Aujourd'hui, avec les événements de ces dernières années en URSS, des fractions des vieux partis communistes, ou même des partis entiers se précipitent pour rejeter leur passé afin de pouvoir enfin avoir une place dans l'établissement politique de leur propre pays.

Jusqu'à maintenant, pourtant, le PCUSA n'était pas prêt à se débarrasser de son étiquette communiste, et il a gardé son attachement, même si ce n'est plus que verbal, à la vieille URSS de l'ère pré-gorbatchévienne. C'est essentiellement ce refus en fait que la minorité lui a reproché.

Il bloquait certainement les militants du PC qui sont dans le parti démocrate ou dans les universités ou dans les appareils des syndicats.
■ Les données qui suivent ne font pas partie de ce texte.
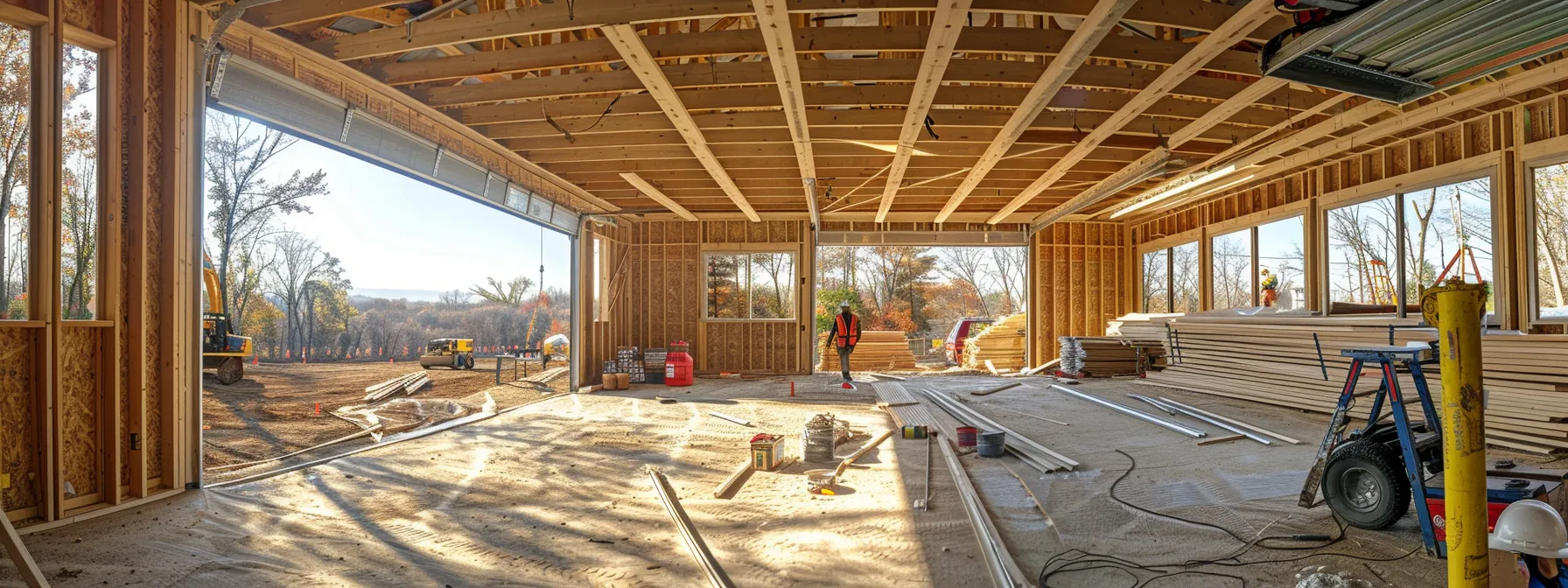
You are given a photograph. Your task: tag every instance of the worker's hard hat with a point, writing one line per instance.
(1530, 528)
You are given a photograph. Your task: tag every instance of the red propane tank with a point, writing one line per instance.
(678, 364)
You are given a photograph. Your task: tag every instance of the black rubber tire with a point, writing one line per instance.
(231, 370)
(1366, 485)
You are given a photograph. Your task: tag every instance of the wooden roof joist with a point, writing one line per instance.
(579, 112)
(813, 39)
(827, 71)
(1191, 15)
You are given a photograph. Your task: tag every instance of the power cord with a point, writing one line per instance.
(1078, 560)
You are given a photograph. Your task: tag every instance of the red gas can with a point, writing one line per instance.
(678, 364)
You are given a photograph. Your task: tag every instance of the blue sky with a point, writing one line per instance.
(396, 233)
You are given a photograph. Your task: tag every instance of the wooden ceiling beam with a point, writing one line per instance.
(780, 39)
(641, 63)
(286, 13)
(1191, 15)
(827, 71)
(948, 24)
(1247, 19)
(813, 39)
(582, 112)
(659, 196)
(1095, 27)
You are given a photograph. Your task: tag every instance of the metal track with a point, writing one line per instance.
(693, 542)
(1134, 413)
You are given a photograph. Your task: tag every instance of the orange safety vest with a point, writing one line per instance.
(847, 336)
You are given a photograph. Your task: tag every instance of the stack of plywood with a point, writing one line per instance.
(1277, 361)
(1100, 356)
(877, 350)
(1001, 342)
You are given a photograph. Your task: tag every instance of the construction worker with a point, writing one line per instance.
(1270, 286)
(1534, 530)
(845, 332)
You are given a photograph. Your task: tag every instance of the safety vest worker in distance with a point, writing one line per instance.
(847, 334)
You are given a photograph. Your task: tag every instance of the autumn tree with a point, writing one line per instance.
(243, 201)
(513, 292)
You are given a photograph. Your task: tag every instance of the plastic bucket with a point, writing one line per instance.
(993, 444)
(966, 437)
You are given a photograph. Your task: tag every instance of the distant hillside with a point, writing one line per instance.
(396, 294)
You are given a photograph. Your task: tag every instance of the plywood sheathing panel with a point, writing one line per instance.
(1078, 283)
(79, 405)
(19, 441)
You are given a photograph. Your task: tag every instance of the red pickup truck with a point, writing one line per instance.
(963, 328)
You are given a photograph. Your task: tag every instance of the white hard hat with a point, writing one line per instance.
(1530, 528)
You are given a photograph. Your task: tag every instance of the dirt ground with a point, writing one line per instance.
(556, 493)
(273, 410)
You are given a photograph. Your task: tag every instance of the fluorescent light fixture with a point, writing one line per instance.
(1175, 187)
(888, 146)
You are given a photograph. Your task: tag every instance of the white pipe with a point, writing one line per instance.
(1134, 413)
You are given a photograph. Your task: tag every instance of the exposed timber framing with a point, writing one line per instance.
(946, 25)
(640, 61)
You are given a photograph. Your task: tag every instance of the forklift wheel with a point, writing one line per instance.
(1366, 485)
(231, 370)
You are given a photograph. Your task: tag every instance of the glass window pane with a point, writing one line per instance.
(1280, 253)
(16, 101)
(724, 295)
(79, 188)
(1233, 270)
(772, 279)
(1156, 286)
(1362, 253)
(1184, 278)
(1441, 220)
(1551, 241)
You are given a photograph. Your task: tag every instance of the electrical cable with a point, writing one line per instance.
(1078, 560)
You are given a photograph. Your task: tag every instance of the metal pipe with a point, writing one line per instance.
(1459, 311)
(1215, 422)
(1134, 413)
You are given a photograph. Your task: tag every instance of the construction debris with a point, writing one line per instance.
(689, 535)
(877, 350)
(407, 383)
(999, 346)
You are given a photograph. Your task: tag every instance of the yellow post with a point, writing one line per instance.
(1455, 308)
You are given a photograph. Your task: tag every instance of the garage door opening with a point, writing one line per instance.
(350, 301)
(920, 306)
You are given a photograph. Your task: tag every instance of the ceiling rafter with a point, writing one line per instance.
(556, 18)
(776, 35)
(1095, 27)
(948, 24)
(640, 61)
(1247, 19)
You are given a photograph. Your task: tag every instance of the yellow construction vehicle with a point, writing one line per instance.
(455, 354)
(220, 346)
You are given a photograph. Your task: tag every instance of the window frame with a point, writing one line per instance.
(102, 196)
(746, 255)
(1532, 290)
(1468, 170)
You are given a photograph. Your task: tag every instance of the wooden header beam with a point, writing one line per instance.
(1095, 27)
(640, 61)
(776, 35)
(1233, 30)
(659, 196)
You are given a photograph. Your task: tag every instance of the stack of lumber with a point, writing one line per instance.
(877, 350)
(1001, 342)
(1100, 356)
(1275, 361)
(407, 383)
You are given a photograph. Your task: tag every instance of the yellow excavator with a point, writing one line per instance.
(220, 346)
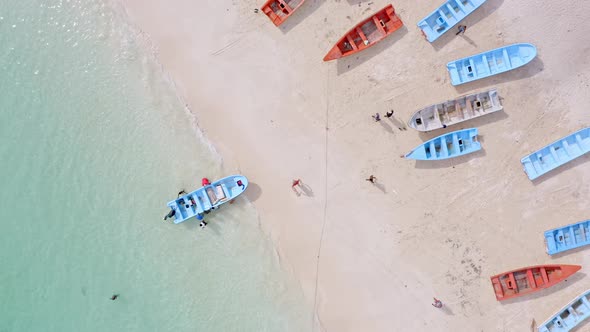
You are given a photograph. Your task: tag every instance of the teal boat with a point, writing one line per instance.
(451, 145)
(570, 316)
(206, 198)
(491, 63)
(557, 153)
(447, 16)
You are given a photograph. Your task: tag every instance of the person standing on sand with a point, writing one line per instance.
(462, 29)
(437, 303)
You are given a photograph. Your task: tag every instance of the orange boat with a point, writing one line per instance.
(279, 10)
(530, 279)
(366, 34)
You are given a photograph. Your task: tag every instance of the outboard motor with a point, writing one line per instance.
(205, 182)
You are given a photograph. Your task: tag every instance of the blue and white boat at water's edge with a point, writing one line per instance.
(570, 316)
(567, 237)
(557, 153)
(451, 145)
(491, 63)
(446, 16)
(206, 198)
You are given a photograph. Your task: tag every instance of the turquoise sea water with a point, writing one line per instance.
(94, 142)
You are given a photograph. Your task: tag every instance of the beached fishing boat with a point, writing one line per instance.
(491, 63)
(456, 111)
(206, 198)
(366, 34)
(451, 145)
(279, 10)
(570, 316)
(446, 16)
(530, 279)
(567, 237)
(557, 153)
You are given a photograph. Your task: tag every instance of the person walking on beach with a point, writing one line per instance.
(437, 303)
(462, 29)
(294, 184)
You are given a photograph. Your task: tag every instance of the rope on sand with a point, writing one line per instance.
(317, 268)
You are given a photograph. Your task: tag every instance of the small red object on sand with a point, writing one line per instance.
(437, 303)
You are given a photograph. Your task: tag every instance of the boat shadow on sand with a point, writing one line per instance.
(479, 14)
(546, 292)
(346, 64)
(574, 163)
(300, 14)
(253, 193)
(527, 71)
(569, 252)
(452, 162)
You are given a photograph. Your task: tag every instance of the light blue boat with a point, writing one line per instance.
(491, 63)
(451, 145)
(206, 198)
(557, 153)
(567, 237)
(569, 316)
(446, 16)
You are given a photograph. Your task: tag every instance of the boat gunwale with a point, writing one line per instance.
(358, 25)
(526, 159)
(464, 96)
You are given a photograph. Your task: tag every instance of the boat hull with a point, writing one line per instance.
(451, 145)
(447, 16)
(278, 11)
(490, 63)
(366, 34)
(207, 198)
(557, 153)
(529, 280)
(568, 237)
(570, 316)
(456, 111)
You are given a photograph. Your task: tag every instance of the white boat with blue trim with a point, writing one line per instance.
(206, 198)
(557, 153)
(447, 16)
(451, 145)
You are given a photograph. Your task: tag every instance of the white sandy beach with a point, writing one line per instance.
(371, 257)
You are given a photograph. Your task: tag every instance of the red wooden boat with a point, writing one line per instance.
(279, 10)
(530, 279)
(366, 34)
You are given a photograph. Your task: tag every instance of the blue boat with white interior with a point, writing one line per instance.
(451, 145)
(557, 153)
(206, 198)
(568, 237)
(491, 63)
(447, 16)
(570, 316)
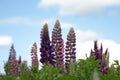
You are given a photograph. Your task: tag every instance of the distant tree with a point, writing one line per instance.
(46, 49)
(58, 45)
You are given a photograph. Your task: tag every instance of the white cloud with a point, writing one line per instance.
(5, 40)
(31, 22)
(78, 7)
(87, 35)
(20, 20)
(85, 46)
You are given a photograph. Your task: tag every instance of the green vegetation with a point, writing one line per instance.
(59, 61)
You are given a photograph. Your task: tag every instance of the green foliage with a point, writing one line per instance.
(83, 69)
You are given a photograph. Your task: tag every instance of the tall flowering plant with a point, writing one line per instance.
(70, 54)
(46, 49)
(34, 56)
(58, 45)
(103, 57)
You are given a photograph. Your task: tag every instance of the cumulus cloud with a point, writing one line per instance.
(87, 35)
(84, 47)
(31, 22)
(20, 20)
(79, 7)
(5, 40)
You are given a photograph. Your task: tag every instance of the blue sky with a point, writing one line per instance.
(21, 22)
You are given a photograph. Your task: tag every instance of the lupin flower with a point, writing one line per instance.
(58, 45)
(14, 67)
(12, 54)
(34, 56)
(14, 64)
(70, 55)
(104, 58)
(46, 49)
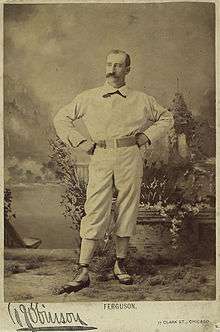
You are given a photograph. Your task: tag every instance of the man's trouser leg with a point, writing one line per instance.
(128, 177)
(98, 204)
(126, 167)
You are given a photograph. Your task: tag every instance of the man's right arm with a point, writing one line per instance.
(64, 125)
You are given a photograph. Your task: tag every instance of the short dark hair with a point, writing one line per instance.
(127, 56)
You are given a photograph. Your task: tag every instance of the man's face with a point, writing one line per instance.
(116, 69)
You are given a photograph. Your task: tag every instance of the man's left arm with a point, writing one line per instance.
(163, 121)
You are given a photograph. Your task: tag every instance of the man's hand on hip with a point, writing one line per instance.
(142, 139)
(87, 146)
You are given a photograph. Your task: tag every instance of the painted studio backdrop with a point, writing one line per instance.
(52, 52)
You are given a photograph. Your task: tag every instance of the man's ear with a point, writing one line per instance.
(127, 70)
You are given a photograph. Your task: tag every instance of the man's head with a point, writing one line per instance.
(117, 67)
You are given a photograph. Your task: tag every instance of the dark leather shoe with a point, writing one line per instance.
(81, 280)
(121, 274)
(74, 286)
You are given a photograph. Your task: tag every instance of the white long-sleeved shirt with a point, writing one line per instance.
(112, 117)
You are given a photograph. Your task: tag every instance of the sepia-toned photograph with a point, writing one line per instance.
(109, 152)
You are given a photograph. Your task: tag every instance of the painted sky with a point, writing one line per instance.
(59, 49)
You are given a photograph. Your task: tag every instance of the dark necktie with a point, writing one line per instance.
(113, 93)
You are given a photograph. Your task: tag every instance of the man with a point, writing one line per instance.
(119, 121)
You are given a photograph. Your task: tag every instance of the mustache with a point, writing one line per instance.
(110, 75)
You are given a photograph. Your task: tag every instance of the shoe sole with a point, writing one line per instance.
(128, 282)
(70, 289)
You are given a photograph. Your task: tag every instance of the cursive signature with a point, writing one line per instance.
(35, 317)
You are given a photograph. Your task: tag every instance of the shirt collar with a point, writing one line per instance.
(107, 88)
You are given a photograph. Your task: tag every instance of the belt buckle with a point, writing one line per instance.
(115, 143)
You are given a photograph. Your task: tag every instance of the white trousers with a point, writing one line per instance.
(119, 167)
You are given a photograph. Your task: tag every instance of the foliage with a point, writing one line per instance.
(73, 198)
(177, 193)
(9, 215)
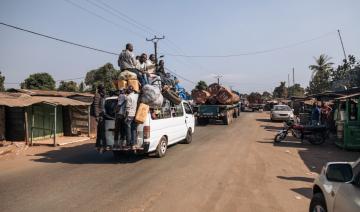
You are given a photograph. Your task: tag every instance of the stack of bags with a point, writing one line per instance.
(215, 94)
(150, 95)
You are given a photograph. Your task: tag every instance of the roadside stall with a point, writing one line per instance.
(347, 121)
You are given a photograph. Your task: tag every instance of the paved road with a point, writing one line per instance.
(226, 168)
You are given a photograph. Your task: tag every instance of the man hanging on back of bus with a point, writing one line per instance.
(130, 112)
(128, 62)
(120, 120)
(98, 112)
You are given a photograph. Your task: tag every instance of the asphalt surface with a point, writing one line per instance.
(225, 168)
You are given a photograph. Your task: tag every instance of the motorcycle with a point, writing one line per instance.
(315, 134)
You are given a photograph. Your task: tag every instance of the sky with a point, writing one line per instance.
(202, 27)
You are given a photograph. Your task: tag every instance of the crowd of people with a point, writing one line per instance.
(321, 114)
(148, 71)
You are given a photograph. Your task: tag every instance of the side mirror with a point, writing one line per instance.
(339, 172)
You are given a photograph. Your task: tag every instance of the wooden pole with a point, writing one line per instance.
(89, 121)
(55, 125)
(26, 127)
(32, 124)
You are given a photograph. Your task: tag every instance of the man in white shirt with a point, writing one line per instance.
(130, 112)
(151, 64)
(126, 59)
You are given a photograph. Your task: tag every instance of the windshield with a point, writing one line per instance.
(282, 108)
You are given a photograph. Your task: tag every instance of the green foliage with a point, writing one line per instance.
(254, 97)
(321, 71)
(296, 90)
(266, 95)
(280, 91)
(201, 85)
(346, 74)
(40, 81)
(103, 75)
(82, 87)
(68, 86)
(2, 80)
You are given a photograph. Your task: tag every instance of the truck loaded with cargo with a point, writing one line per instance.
(216, 103)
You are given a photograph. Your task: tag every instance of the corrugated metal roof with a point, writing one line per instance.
(33, 92)
(348, 96)
(24, 100)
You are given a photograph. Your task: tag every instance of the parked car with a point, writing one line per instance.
(167, 125)
(281, 113)
(337, 189)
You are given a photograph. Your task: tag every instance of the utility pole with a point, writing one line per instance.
(293, 76)
(288, 80)
(155, 39)
(342, 45)
(218, 78)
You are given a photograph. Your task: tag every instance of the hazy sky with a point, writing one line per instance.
(191, 28)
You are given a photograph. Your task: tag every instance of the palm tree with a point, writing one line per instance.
(322, 65)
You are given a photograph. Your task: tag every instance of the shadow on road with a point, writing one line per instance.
(304, 179)
(85, 154)
(306, 192)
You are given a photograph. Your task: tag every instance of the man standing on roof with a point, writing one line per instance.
(127, 59)
(130, 112)
(120, 120)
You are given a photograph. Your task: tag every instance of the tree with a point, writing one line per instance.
(81, 87)
(68, 86)
(40, 81)
(296, 90)
(201, 85)
(2, 80)
(320, 79)
(266, 96)
(280, 91)
(346, 74)
(254, 97)
(103, 75)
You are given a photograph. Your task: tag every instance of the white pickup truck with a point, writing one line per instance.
(173, 123)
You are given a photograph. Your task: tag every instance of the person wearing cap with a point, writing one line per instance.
(130, 112)
(120, 119)
(127, 59)
(98, 112)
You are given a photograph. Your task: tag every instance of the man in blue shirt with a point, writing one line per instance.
(315, 114)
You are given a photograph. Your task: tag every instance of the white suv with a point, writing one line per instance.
(337, 189)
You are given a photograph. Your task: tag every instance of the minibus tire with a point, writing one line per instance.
(188, 137)
(161, 148)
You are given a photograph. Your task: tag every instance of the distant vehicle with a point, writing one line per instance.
(337, 189)
(225, 113)
(171, 124)
(281, 113)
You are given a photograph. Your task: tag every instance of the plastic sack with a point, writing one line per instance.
(151, 96)
(126, 75)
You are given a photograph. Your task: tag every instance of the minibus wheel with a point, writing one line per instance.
(161, 148)
(188, 137)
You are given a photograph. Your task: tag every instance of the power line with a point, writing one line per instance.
(58, 39)
(180, 76)
(103, 18)
(142, 27)
(71, 43)
(251, 53)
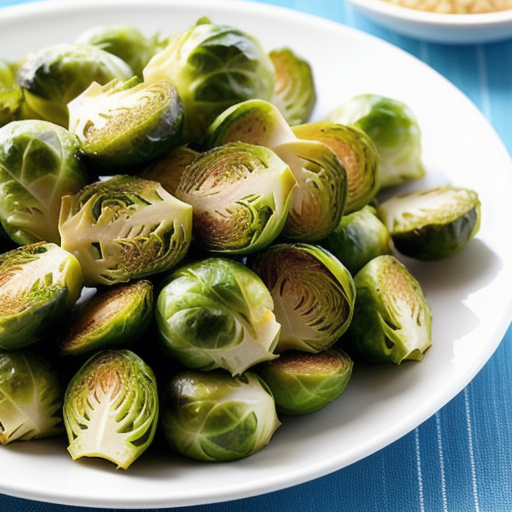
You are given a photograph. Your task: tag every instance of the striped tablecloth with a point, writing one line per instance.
(459, 460)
Cela ne voulait pas dire qu'ils ne pouvaient pas travailler pour et dans le parti démocrate, par exemple, mais ils ne pouvaient pas y faire réellement carrière, ou être ses candidats pour des postes importants.

L'étiquette communiste, qui ne compte certainement pas beaucoup pour déterminer la politique du PC, compte cependant quand il s'agit de savoir si le parti démocrate ou d'autres institutions de la société bourgeoise accepteront ceux qui veulent faire carrière - que ce soit des individus ou des groupes.

Où va le PC ?

L'attitude du PC qui a toujours consisté à applaudir à chaque tournant et volte-face de la politique de la bureaucratie soviétique n'a certainement pas préparé ses militants à comprendre ce qui se passe maintenant, comment cette société "socialiste", que le PCUSA a longtemps tenue pour un modèle de construction du socialisme, a pu soudainement s'effondrer sous leurs yeux. Et à cet égard l'explication de Gus Hall, qui en revient essentiellement à parler d'"erreurs humaines" et de "politique erronée", ne les aide guère.

De plus, soixante ans de politique de collaboration de classe et pro-parti démocrate n'ont pas préparé les militants du PCUSA à trouver la voie d'une politique de lutte de classe sur laquelle un vrai parti communiste pourrait être bâti.

Sa politique, qui remonte à loin, consistant à inciter ses militants à ne rien faire qui s'oppose aux appareils syndicaux afin de pouvoir occuper des postes au sein de ceux-ci, en a conduit beaucoup à se comporter dans les syndicats à peu près comme n'importe quel bureaucrate. Durant les discussions de préparation à la convention du PC en 1991, un travailleur disait en argumentant contre la minorité : "En 1980 nous en sommes venus à l'idée que les groupes de base était un obstacle à nos contacts et à notre influence sur les dirigeants syndicaux des échelons supérieurs que nous pouvions rencontrer pour discuter et convaincre d'agir sur les questions que nous considérions comme importantes... Nous nous sommes retrouvés essentiellement avec des gens qui travaillaient pour les syndicats comme organisateurs, journalistes, avocats, etc. Avec tout le respect que nous devons à ce qu'ils ont fait, ces gens semblaient plus enclins à se conduire en patrons qu'en dirigeants politiques vis-à-vis des travailleurs du rang." En fait, en critiquant la minorité, il critiquait toute la politique du PC et l'activité de celui-ci dans la classe ouvrière confondue le plus souvent avec le "mouvement ouvrier" et les syndicats.

Il y a sans doute encore des militants du PC fidèles aux idées fondamentales du communisme et à leurs espoirs dans la révolution qui a secoué la Russie il y a 75 ans. Et il y a sans doute des militants, ouvriers ou autres, qui ont choisi de rester avec le PC et qui veulent participer à la mobilisation de leur classe.

La question est de savoir s'ils peuvent ou non rompre avec la politique que le PC mène depuis si longtemps, et qui a conduit à la situation présente de leur propre parti.